The program, aimed at talented young people in marginalized communities, turned out other successful grads like Jully Black and Baby Blue Sound Crew.
"Music was my love.
I didn't know I was going to be able to do it as a profession - especially for this long - and be able to pay my bills, my mortgage, my car, travel the world and support my family.
The Fresh Arts program, partly funded and shaped by the Toronto Arts Council, was pivotal in my career. There were so many of us that came out of that program.
Almost everybody I know has received some kind of financial support. I don't know anyone in the hip-hop and R&B community who didn't have some kind of support system somewhere, financially and in terms of mentorship. In earlier times for me, it was funding through the Arts Council, and then Akon helped me out.
It's definitely necessary to spend money on the arts. I was really torn up when I heard they wanted to take music out of public schools. We have to foster people's love of music from a very young age.

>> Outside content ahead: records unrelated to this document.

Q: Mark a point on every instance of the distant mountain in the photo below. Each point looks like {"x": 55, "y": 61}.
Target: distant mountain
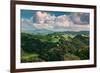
{"x": 72, "y": 32}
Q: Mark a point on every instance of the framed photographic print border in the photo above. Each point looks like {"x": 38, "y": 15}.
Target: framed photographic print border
{"x": 13, "y": 35}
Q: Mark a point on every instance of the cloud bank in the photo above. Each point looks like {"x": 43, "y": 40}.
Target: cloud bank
{"x": 43, "y": 20}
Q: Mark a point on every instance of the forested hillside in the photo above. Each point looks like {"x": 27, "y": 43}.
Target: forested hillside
{"x": 57, "y": 46}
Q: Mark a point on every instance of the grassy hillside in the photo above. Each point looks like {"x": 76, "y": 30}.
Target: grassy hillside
{"x": 57, "y": 46}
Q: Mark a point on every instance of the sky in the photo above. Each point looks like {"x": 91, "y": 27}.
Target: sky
{"x": 54, "y": 20}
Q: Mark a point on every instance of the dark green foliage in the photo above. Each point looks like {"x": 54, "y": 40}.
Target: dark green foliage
{"x": 54, "y": 47}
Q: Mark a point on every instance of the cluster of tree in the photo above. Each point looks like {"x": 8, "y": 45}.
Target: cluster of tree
{"x": 44, "y": 48}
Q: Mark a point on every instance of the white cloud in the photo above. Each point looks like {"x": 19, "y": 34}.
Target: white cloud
{"x": 44, "y": 20}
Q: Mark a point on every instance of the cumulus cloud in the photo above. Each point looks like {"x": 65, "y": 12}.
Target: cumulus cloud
{"x": 43, "y": 20}
{"x": 80, "y": 18}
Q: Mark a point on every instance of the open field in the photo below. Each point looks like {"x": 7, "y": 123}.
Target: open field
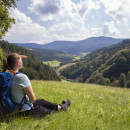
{"x": 93, "y": 107}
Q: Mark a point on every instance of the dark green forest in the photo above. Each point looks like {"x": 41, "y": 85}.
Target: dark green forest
{"x": 50, "y": 55}
{"x": 32, "y": 66}
{"x": 106, "y": 66}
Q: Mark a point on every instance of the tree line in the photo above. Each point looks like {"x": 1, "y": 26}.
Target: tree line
{"x": 50, "y": 55}
{"x": 106, "y": 66}
{"x": 32, "y": 66}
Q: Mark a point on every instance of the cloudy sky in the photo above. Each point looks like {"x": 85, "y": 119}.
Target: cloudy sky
{"x": 44, "y": 21}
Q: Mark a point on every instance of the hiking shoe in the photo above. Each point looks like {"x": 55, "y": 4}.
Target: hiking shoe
{"x": 66, "y": 105}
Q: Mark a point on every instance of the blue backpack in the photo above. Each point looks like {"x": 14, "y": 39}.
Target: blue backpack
{"x": 7, "y": 104}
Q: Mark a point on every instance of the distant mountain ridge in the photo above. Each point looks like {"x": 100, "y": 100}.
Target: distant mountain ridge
{"x": 75, "y": 47}
{"x": 105, "y": 66}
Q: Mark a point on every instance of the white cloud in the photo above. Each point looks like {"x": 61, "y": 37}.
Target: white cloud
{"x": 118, "y": 10}
{"x": 60, "y": 9}
{"x": 110, "y": 29}
{"x": 52, "y": 9}
{"x": 24, "y": 29}
{"x": 86, "y": 6}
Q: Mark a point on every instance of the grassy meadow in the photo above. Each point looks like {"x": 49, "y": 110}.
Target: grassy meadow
{"x": 93, "y": 107}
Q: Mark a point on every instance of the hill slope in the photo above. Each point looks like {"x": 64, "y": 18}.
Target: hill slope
{"x": 102, "y": 66}
{"x": 93, "y": 107}
{"x": 87, "y": 45}
{"x": 51, "y": 55}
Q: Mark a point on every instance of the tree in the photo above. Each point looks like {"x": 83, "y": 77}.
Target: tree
{"x": 5, "y": 20}
{"x": 122, "y": 80}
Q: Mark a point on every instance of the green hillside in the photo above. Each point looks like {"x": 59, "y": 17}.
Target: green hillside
{"x": 93, "y": 107}
{"x": 32, "y": 66}
{"x": 106, "y": 66}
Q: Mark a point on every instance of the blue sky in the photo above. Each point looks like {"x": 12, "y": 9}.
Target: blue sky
{"x": 44, "y": 21}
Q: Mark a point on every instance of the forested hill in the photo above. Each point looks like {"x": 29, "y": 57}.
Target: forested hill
{"x": 75, "y": 47}
{"x": 106, "y": 66}
{"x": 50, "y": 55}
{"x": 32, "y": 66}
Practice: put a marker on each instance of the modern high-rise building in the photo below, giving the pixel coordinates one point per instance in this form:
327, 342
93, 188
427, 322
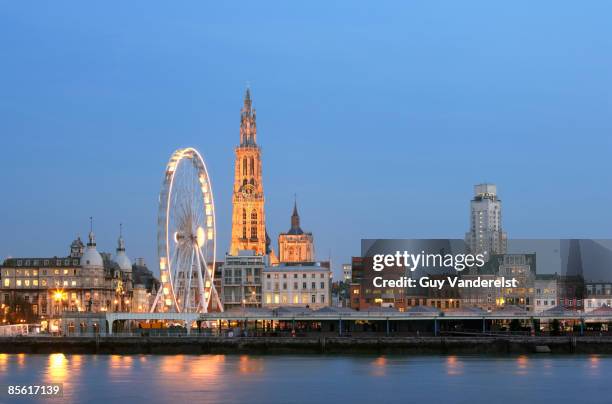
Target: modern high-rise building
486, 235
248, 217
296, 245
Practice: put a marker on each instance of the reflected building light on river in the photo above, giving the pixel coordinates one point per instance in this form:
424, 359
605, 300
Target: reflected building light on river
594, 364
454, 367
249, 365
57, 370
3, 362
21, 360
379, 366
522, 363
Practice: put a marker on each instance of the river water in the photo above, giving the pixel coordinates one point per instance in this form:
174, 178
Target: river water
312, 379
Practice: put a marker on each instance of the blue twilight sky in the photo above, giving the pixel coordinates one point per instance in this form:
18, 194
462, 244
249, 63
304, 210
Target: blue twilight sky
381, 116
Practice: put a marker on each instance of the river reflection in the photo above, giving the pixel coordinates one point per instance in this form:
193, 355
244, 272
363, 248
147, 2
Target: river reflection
311, 379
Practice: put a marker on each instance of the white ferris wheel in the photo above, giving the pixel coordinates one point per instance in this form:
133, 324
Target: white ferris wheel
186, 236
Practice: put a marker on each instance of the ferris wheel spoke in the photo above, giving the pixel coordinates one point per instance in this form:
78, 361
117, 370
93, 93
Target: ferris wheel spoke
186, 232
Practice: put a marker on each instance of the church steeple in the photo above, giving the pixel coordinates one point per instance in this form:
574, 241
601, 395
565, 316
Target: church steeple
248, 217
121, 241
295, 221
92, 236
248, 122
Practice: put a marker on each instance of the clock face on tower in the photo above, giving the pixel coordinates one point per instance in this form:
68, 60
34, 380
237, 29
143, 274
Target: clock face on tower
247, 190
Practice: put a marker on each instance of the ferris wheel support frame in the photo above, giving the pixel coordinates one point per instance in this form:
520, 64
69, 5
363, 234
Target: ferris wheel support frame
174, 273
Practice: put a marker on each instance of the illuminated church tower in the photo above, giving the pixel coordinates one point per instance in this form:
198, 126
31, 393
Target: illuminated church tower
248, 218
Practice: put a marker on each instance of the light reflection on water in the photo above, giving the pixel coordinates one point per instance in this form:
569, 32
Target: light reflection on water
292, 378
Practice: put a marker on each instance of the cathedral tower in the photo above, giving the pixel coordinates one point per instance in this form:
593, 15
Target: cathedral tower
248, 218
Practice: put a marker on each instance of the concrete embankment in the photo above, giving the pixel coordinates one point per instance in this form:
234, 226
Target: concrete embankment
342, 345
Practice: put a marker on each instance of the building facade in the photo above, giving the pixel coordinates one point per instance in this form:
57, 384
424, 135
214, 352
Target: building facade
598, 294
296, 245
347, 273
86, 280
241, 280
521, 267
298, 285
486, 235
545, 292
248, 216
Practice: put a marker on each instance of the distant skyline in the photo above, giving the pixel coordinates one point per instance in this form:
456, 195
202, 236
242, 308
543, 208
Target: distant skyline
381, 119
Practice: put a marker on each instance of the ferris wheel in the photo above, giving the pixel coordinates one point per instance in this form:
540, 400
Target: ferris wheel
186, 236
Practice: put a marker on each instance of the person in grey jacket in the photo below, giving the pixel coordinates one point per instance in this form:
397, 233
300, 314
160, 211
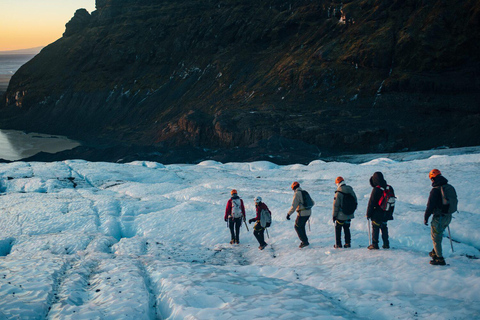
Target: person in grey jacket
340, 218
302, 216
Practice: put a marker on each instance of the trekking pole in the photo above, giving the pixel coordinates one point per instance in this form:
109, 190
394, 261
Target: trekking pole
245, 221
369, 234
450, 237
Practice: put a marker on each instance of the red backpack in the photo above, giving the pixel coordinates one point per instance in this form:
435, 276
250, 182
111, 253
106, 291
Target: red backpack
387, 201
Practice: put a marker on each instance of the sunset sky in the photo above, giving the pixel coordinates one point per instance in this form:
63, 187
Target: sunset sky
33, 23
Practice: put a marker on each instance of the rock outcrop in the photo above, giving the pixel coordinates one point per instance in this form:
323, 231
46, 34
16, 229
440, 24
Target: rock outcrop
340, 77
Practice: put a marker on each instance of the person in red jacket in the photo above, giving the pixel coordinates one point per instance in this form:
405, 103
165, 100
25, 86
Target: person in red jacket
234, 214
258, 229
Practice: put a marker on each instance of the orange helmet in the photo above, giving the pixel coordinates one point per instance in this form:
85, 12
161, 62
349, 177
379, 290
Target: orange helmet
434, 173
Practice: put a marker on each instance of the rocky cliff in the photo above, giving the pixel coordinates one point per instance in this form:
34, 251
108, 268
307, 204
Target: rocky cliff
264, 77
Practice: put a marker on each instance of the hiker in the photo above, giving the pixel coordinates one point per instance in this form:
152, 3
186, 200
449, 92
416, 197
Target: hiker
234, 213
262, 222
344, 205
376, 213
442, 214
303, 213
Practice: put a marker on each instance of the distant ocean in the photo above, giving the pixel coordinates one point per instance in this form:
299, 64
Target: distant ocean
9, 64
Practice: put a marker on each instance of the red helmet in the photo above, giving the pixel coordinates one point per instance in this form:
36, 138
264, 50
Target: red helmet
434, 173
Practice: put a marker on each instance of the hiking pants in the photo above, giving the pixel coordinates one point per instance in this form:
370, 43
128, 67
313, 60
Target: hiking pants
259, 233
234, 225
345, 225
439, 224
300, 223
377, 226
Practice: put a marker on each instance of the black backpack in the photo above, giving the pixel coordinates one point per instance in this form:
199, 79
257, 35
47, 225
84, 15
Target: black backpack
449, 199
307, 200
349, 204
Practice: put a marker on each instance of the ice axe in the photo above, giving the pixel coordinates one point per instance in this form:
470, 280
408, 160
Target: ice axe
450, 237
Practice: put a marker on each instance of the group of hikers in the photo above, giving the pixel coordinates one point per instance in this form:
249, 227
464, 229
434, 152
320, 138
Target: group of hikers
442, 203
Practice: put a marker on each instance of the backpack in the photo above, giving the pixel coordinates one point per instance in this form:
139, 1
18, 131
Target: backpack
307, 200
449, 199
237, 208
265, 218
387, 202
349, 204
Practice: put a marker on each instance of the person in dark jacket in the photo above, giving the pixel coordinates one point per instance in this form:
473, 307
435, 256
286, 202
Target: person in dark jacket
341, 219
302, 216
440, 220
234, 214
258, 230
375, 212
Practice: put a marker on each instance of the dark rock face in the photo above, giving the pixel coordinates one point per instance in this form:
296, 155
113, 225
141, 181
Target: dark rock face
357, 76
79, 21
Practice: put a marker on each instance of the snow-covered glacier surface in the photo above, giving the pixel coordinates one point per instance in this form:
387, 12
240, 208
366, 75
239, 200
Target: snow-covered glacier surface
83, 240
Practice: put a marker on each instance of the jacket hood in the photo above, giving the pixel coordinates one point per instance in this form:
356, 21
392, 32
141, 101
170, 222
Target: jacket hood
439, 181
378, 180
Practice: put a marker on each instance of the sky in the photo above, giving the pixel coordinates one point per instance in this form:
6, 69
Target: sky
28, 24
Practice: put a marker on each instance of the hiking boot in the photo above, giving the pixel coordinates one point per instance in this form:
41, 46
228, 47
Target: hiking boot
438, 261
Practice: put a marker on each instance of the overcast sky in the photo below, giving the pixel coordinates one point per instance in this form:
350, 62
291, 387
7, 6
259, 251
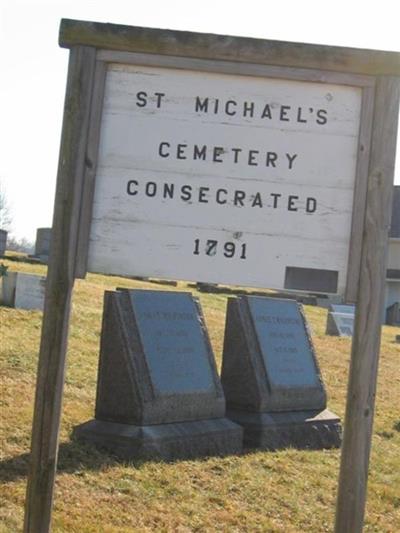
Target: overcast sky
33, 68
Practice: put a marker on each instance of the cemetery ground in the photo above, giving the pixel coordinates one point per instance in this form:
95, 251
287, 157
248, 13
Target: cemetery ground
285, 491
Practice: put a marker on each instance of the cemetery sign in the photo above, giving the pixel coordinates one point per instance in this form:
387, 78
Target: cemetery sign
221, 159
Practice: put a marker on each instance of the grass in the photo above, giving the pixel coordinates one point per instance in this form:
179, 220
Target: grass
286, 491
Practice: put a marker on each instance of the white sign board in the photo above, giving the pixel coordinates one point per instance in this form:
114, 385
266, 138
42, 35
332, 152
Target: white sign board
224, 178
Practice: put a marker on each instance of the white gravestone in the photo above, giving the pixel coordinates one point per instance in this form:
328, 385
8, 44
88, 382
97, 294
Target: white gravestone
208, 173
23, 291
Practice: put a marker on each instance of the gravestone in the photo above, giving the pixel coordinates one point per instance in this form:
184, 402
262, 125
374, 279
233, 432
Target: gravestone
23, 291
271, 379
158, 392
3, 242
393, 315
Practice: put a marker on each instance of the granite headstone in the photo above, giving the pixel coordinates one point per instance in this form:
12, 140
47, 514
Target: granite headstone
271, 378
158, 392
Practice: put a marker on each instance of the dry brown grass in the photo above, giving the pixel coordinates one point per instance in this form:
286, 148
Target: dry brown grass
286, 491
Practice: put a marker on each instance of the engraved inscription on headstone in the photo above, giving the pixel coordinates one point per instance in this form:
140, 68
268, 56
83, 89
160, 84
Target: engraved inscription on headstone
173, 341
158, 392
271, 379
284, 343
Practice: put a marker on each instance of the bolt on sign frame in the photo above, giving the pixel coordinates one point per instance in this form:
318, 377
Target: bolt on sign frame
222, 159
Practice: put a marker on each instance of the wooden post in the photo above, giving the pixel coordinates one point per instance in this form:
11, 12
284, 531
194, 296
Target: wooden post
60, 280
366, 340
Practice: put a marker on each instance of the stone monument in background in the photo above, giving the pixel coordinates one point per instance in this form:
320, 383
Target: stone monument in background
158, 392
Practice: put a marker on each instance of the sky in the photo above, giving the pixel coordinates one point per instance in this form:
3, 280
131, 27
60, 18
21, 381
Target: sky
34, 68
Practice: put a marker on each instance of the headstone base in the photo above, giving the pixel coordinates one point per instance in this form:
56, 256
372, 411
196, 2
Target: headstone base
169, 442
297, 429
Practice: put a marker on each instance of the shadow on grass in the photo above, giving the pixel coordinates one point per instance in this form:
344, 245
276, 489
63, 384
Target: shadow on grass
73, 457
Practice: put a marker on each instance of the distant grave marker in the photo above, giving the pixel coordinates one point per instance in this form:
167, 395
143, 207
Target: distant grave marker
158, 392
23, 291
271, 378
340, 324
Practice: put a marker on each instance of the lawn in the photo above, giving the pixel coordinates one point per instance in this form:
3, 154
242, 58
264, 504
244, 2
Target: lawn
285, 491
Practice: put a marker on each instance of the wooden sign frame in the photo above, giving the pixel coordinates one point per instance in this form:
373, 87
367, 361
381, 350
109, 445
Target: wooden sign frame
91, 46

No, the arts budget isn't a good thing to cut. It's been proven that when you invest in the arts you reduce a lot of [bad] behaviour, because programs for kids means they have less time in the streets to waste on crazy stuff. Making cuts will create more expenses later on.
And look at our biggest exports in terms of acting, music and video directors. We're generating a lot of interest around the world - people wanting to come see what Toronto's about. Cut other places before the arts."